Kyle Connor (1G + 2A) strzelił swojego 29 gola w tym sezonie, co było również jego 7 trafieniem w ostatnich dziewięciu meczach (7G + 2A). Zrównał się z Brockiem Boeserem z Vancouver Canucks. Obaj panowie przewodzą rankingowi najlepszych strzelców tego sezonu w kategorii pierwszoroczniaków. Tylko jeden debiutant w historii Jets, a wcześniej Thrashers strzelił więcej goli w sezonie, a był to Patrik Laine, który w poprzednich rozgrywkach trafił do siatki rywali 36 razy.
Winnipeg mogą zostać ósmą drużyną w historii ligi, której przynajmniej jeden pierwszoroczniak zakończył dwa sezony pod rząd z co najmniej 30 trafieniami na koncie i zarazem pierwszą od kiedy Sidney Crosby (2005/06) dokonał tego wraz z Jewgienijem Małkinem (2006/07) dla Pittsburgh Pengiuns.
Connor (50 pkt., 29G + 21A) został piątym debiutantem w tym sezonie, który uzbierał przynajmniej pół setki punktów.
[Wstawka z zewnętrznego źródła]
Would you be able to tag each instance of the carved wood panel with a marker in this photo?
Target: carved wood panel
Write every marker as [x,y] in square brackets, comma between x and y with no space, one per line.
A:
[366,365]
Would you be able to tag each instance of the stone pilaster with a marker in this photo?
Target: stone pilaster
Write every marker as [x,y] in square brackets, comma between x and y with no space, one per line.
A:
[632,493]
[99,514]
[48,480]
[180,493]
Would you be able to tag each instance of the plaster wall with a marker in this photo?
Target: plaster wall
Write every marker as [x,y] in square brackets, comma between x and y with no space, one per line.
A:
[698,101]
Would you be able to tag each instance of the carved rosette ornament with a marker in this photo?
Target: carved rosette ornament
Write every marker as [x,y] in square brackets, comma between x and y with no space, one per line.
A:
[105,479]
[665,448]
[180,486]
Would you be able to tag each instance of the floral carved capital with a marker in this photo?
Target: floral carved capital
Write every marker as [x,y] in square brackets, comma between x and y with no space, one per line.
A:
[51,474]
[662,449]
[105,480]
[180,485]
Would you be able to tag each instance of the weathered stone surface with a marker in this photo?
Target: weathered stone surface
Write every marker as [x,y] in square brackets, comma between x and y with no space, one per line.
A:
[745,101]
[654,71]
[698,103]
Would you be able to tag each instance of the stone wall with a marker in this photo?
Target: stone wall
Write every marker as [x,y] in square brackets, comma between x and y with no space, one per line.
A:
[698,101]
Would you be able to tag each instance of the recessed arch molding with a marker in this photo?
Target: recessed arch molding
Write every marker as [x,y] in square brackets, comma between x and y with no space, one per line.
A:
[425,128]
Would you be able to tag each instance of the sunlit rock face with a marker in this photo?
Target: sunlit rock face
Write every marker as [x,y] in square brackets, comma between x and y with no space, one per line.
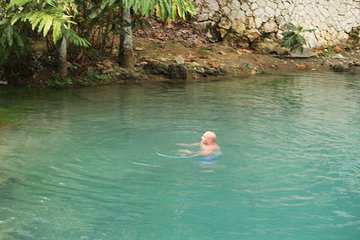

Pozostali to: Mathew Barzal, Clayton Keller, Yanni Gourde i Boeser. Rozgrywki 2005/06 były jedynymi w poprzednich 23 latach, kiedy aż tylu pierwszoroczniaków zdobyło 50 lub więcej punktów. Wtedy dokonali tego: Alexander Owieczkin, Crosby, Brad Boyes, Jussi Jokinen i Marek Svatos.
Jets wygrali jak na razie wszystkie 5 spotkań swojej 6-meczowej serii domowej i przewodzą w całej lidze w liczbie domowych wygranych w tym sezonie (29), co jest również ich rekordem klubowym.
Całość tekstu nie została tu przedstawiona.